The CUME_DIST() function is a window function that’s commonly implemented in RDBMSs for the purpose of calculating the cumulative distribution across a data set. In other words, it calculates the relative position of a specified value in a group of values.

Example

Here’s a basic example that demonstrates how the SQL CUME_DIST() function works:

SELECT
    VendorId,
    ProductName,
    ProductPrice,
    CUME_DIST( ) OVER ( 
        ORDER BY ProductPrice 
        ) AS "CUME_DIST"
FROM Products;

Result:

+----------+---------------------------------+--------------+-----------+
| VendorId | ProductName                     | ProductPrice | CUME_DIST |
+----------+---------------------------------+--------------+-----------+
|     1004 | Bottomless Coffee Mugs (4 Pack) |         9.99 |       0.1 |
|     1003 | Hammock                         |        10.00 |       0.2 |
|     1001 | Long Weight (green)             |        11.99 |       0.3 |
|     1004 | Tea Pot                         |        12.45 |       0.4 |
|     1001 | Long Weight (blue)              |        14.75 |       0.5 |
|     1001 | Left handed screwdriver         |        25.99 |       0.7 |
|     1001 | Right handed screwdriver        |        25.99 |       0.7 |
|     1002 | Sledge Hammer                   |        33.49 |       0.8 |
|     1003 | Straw Dog Box                   |        55.99 |       0.9 |
|     1003 | Chainsaw                        |       245.00 |         1 |
+----------+---------------------------------+--------------+-----------+

Here, the CUME_DIST column displays the cumulative distribution of the ProductPrice column when sorted in ascending order.

We can see that the values range from 0.1 to 1. We can also see that two products have the same price (the left and right handed screwdrivers), and so they share the same cumulative distribution.

When using window functions in SQL, we use an OVER clause to specify the logical order in which the operation occurs, and to divide the FROM clause result set into partitions if required.

Partitioning the Result Set

As mentioned, we can divide the FROM clause result set into partitions if required. We do this by adding a PARTITION BY clause to the OVER clause.

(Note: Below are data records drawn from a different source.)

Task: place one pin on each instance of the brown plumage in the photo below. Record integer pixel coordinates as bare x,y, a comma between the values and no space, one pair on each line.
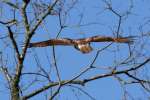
82,44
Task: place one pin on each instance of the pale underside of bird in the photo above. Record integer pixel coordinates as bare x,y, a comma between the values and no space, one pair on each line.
83,44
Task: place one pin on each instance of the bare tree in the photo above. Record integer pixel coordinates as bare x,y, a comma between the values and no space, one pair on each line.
113,37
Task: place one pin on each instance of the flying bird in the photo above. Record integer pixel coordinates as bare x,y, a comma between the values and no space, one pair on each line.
83,44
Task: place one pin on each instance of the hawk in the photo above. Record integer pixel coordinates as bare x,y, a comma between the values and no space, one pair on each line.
83,44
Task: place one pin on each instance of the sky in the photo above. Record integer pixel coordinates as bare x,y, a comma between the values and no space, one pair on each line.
96,20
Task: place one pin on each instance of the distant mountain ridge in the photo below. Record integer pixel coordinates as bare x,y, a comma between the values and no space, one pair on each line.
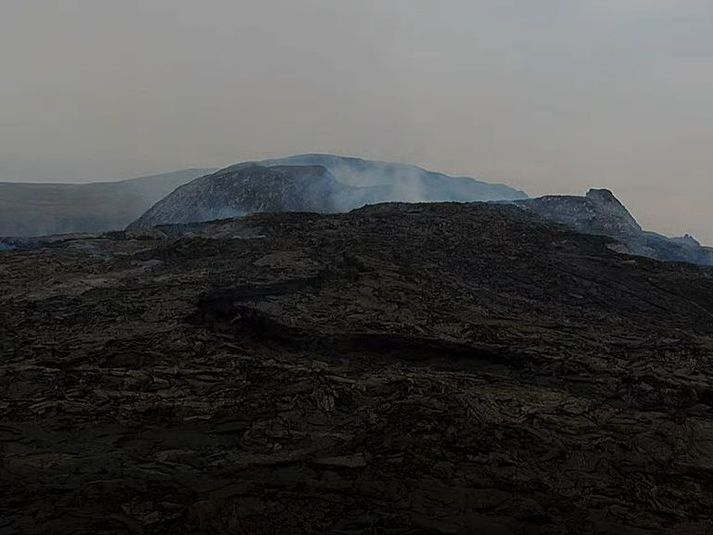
34,209
600,212
315,183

For example, we can partition the above result set by vendor:

SELECT
    v.VendorName,
    p.ProductName,
    p.ProductPrice,
    CUME_DIST() OVER ( 
        PARTITION BY p.VendorId
        ORDER BY p.ProductPrice 
        ) AS "CUME_DIST"
FROM Products p 
INNER JOIN Vendors v
ON v.VendorId = p.VendorId;

Result:

+---------------+---------------------------------+--------------+--------------------+
| VendorName    | ProductName                     | ProductPrice | CUME_DIST          |
+---------------+---------------------------------+--------------+--------------------+
| Mars Supplies | Long Weight (green)             |        11.99 |               0.25 |
| Mars Supplies | Long Weight (blue)              |        14.75 |                0.5 |
| Mars Supplies | Left handed screwdriver         |        25.99 |                  1 |
| Mars Supplies | Right handed screwdriver        |        25.99 |                  1 |
| Randy Roofers | Sledge Hammer                   |        33.49 |                  1 |
| Pedal Medals  | Hammock                         |        10.00 | 0.3333333333333333 |
| Pedal Medals  | Straw Dog Box                   |        55.99 | 0.6666666666666666 |
| Pedal Medals  | Chainsaw                        |       245.00 |                  1 |
| Katty Kittens | Bottomless Coffee Mugs (4 Pack) |         9.99 |                0.5 |
| Katty Kittens | Tea Pot                         |        12.45 |                  1 |
+---------------+---------------------------------+--------------+--------------------+

Here we get the cumulative distribution within each partition. In this case, the CUME_DIST column resets with each new partition.

Using a Named Window

Many RDBMSs enable us to define the window in a named window. This allows us to move the window specification away from the SELECT list, and define it later in the query. It also allows us to refer to the same window definition multiple times, without having to rewrite the definition.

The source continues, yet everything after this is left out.